The case for Clinton-Warren

It's been a pretty good week so far for Hillary Clinton in that it has been a pretty terrible week for Donald Trump. He fired his campaign manager just hours before posting what is almost certainly the most pathetic monthly fund-raising total for a major party's presumptive presidential nominee in modern history, leaving him with less than $1.3 million in cash. As of the most recent figures available, 82 committees for House of Representative candidates reported more money than that. Mitt Romney raised about 27 times as much in May of 2012 as Mr. Trump did in May of 2016. Heck, the dregs of Mr. Romney's 2012 presidential campaign are still about as flush as Mr. Trump's with more than $1 million in the bank at the last count. Meanwhile, Mr. Trump's campaign has more than $45 million in debt, mainly to the candidate himself.

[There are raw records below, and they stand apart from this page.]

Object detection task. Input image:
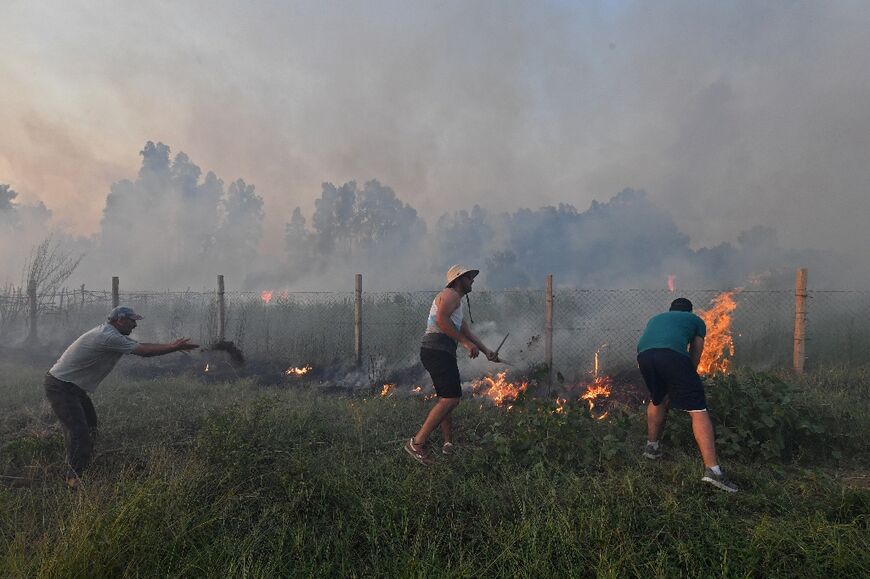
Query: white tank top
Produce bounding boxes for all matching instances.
[426,296,465,334]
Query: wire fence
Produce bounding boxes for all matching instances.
[0,288,870,378]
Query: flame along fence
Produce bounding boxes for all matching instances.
[0,278,870,380]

At this stage of the game, that might be more significant than any poll numbers, though in key battleground states, those figures are looking pretty good for Ms. Clinton, too. Now is the point in a presidential election when candidates are building state-by-state organizations to mobilize support and get out the vote in November. And particularly flush campaigns, like President Barack Obama's in 2012, can use the lull between the end of the primaries and the party conventions to begin to define the opponent in the worst possible way. He did that to devastating effect against Mr. Romney in 2012, and Ms. Clinton is doing the same against Mr. Trump now. She and allied groups are up with $23 million worth of ads in battleground states, to Mr. Trump's $0.


But for Ms. Clinton and the Democrats, now is no time to get cocky. Mr. Trump has thus far violated every known rule of modern campaigning, yet he stands as the Republican standard-bearer after defeating a slew of candidates who outraised, outspent and out-organized him throughout the primaries. Just as he was able to get away with saying things that would sink anyone else, he's gotten away with spending just a fraction of what his rivals do on television ads. The trend is so stark that local TV stations are starting to worry about their revenues for the fall. Yet the Trump campaign has rolled along on a sea of free media — not just through his prodigious use of social media but also through the tremendous coverage he has generated in print, television and the web.

Ms. Clinton is a trailblazer in the respect of being the first woman to head a major party's ticket, but in all other respects, she is a conventional candidate in a highly unconventional year. This is not to say that she doesn't have substantial advantages, just that she can't assume that they are the right ones for 2016.


That doesn't mean she should fashion an outrageous persona for herself on Twitter or shift a couple hundred grand into spending on hats. Rather, she should show a bit of boldness when it comes to the one thing she can do right now to break through the Trump domination of the news media, and that is her selection of a running mate.

Ms. Clinton is reportedly deep into the vetting stages of potential vice presidential candidates, with speculation centering on three possibilities: Sen. Tim Kaine of Virginia, Housing and Urban Development Secretary Julian Castro, and Sen. Elizabeth Warren of Massachusetts. All have compelling attributes. Mr. Kaine could provide cross-over appeal for independent voters in swing states. Mr. Castro is telegenic, young and Latino — a walking rebuke to Mr. Trump's overtly racist statements toward Hispanics. And Ms. Warren would not only double-down on the history-making of a female president but also appeals directly to Sen. Bernie Sanders' supporters.

But if the question is who would best bring the fight to Mr. Trump, the answer is clearly Ms. Warren. The ever-growing list of web headlines involving the words "Warren," "Trump" and "epic take-down," or variations thereof, attest to her willingness to relish a running-mate's role as an attack dog, and in a year when voters want a break with politics as usual, she provides it. The more stories about Wall Streeters threatening to cut off funds for the Clinton campaign if Ms. Warren is on the ticket, the better, as far as that's concerned.

Granted, there's a history of some bad blood between Ms. Clinton and Ms. Warren, and if elected, Ms. Clinton will need a No. 2 she can implicitly trust. But even if the chemistry between the two is such that Ms. Warren isn't the right choice, Ms. Clinton needs to be looking for someone who brings to the race what the Massachusetts senator would. The list of candidates who thought Mr. Trump would be easy to beat is long. Ms. Clinton can't afford to become one of them.